La part de marché du commerce en ligne dans les jouets atteignait 26% fin septembre en France, comparable à celle des États-Unis (24% en 2017) selon NPD, une proportion toujours grandissante.
Pas les mêmes armes
L’annonce de la prochaine liquidation des 735 magasins américains de Toys’R’Us n’a donc pas surpris Franck Mathais, porte-parole de son concurrent JouéClub et expert du secteur.
« On s’y attendait, la marque se trouvait depuis plusieurs années face à une double difficulté: financière et concurrentielle », explique-t-il à l’AFP. Toys’R’Us s’était placé dès septembre dernier sous la protection de la loi américaine sur les faillites.
Entre des supermarchés (comme Walmart aux États-Unis) très agressifs sur les prix et la montée du commerce en ligne, synonyme de pression sur les marges, un spécialiste ne peut se battre avec les mêmes armes que ses concurrents pour lesquels la part du jouet est infime dans le chiffre d’affaires total.
« Or, sans marge de manoeuvre, l’entreprise devient trop fragile, d’autant plus que sa dette est importante et sa trésorerie faible, et qu’on lui demande d’investir dans le numérique en même temps: petit à petit, l’étau se resserre et la situation ne devient plus vivable », explique M. Mathais.
Repenser le modèle
Cette disparition d’une enseigne spécialisée aux États-Unis n’est pas une bonne nouvelle pour les fabricants de jouets. Certes, ils pourront toujours être référencés chez Amazon ou Walmart, mais selon M. Mathais, cela s’effectuera au détriment des « petits » industriels et des consommateurs.
En effet, « chez un généraliste, le rayon jouets, petit, offre peu de choix, et sur internet, c’est le contraire, le nombre de références est tel que le client est obligé de se concentrer sur de grandes marques », un double effet négatif donc sur les « petits » fabricants.
Or, les industriels du jouet ont besoin de « tester » leurs produits toute l’année, pas seulement à Noël. Ils effectuent plus naturellement ces tests chez un spécialiste, l’assortiment et le conseil permettant de se différencier.

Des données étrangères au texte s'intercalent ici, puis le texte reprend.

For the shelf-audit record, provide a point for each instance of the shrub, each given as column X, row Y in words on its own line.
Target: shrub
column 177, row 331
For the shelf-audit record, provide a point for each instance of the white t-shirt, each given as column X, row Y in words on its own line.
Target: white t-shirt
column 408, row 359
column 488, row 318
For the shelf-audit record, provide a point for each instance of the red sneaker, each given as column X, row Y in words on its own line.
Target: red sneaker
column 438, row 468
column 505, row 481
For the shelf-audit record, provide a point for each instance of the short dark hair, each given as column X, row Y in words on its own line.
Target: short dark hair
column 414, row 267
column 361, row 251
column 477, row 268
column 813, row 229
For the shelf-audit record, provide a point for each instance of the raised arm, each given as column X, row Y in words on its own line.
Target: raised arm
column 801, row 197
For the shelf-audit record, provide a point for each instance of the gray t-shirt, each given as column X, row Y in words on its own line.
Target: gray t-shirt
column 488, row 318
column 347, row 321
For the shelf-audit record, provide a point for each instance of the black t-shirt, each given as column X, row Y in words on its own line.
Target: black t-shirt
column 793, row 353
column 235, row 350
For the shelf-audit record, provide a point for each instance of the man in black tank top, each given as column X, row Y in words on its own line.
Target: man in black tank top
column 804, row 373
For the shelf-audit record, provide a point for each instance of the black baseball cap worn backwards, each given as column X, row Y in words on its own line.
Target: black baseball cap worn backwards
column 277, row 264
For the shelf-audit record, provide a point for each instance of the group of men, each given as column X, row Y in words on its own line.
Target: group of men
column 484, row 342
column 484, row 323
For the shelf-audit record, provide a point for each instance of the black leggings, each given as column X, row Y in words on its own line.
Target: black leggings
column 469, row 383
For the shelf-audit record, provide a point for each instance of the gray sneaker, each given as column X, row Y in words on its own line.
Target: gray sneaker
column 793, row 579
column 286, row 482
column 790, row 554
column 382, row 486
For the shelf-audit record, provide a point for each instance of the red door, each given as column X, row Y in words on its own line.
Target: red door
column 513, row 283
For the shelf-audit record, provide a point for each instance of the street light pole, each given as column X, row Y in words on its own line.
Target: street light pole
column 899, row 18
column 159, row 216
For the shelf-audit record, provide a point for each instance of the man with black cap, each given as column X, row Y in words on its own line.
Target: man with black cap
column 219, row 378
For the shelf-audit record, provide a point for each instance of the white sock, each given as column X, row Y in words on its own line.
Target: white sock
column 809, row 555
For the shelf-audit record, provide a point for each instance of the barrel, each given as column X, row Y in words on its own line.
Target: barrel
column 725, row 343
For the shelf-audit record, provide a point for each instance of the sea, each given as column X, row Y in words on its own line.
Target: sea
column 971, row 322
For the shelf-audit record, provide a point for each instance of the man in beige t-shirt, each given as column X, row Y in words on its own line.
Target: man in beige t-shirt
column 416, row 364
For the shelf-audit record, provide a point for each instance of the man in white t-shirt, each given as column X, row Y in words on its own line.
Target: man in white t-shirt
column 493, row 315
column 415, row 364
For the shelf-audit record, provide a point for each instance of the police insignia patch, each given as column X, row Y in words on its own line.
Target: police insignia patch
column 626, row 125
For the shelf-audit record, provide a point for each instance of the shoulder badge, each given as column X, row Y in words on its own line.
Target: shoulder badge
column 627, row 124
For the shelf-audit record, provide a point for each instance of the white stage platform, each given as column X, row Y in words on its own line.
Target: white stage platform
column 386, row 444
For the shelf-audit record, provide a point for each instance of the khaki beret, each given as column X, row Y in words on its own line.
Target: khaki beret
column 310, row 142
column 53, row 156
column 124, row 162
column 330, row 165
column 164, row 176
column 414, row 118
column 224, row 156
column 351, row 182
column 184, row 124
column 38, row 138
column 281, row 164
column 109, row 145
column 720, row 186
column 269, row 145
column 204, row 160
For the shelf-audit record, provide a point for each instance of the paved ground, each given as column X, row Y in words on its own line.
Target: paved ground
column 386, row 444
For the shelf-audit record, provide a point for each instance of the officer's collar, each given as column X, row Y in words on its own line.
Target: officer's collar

Dans un tel contexte, affirme pour sa part à l’AFP le patron de King Jouet, Philippe Gueydon, il est temps que fournisseurs et enseignes « travaillent main dans la main », dans un souci de « repenser le mode de fonctionnement de la filière », avec des « règles du jeu différentes ».
Ils y ont intérêt, estime-t-il, car la disparition du leader mondial du jouet aura forcément un impact pour eux: créances non recouvrées, débouchés réduits...
« Le marché n’est pas en train de se casser la figure », rassure M. Gueydon, même si aux États-Unis, la disparition de Toys’R’Us risque désormais de « livrer le consommateur à lui-même ».
Or, souligne M. Mathais, « n’oublions pas que le jouet n’est pas un produit comme les autres: il a un rôle majeur dans l’épanouissement, le développement et la socialisation d’un enfant ».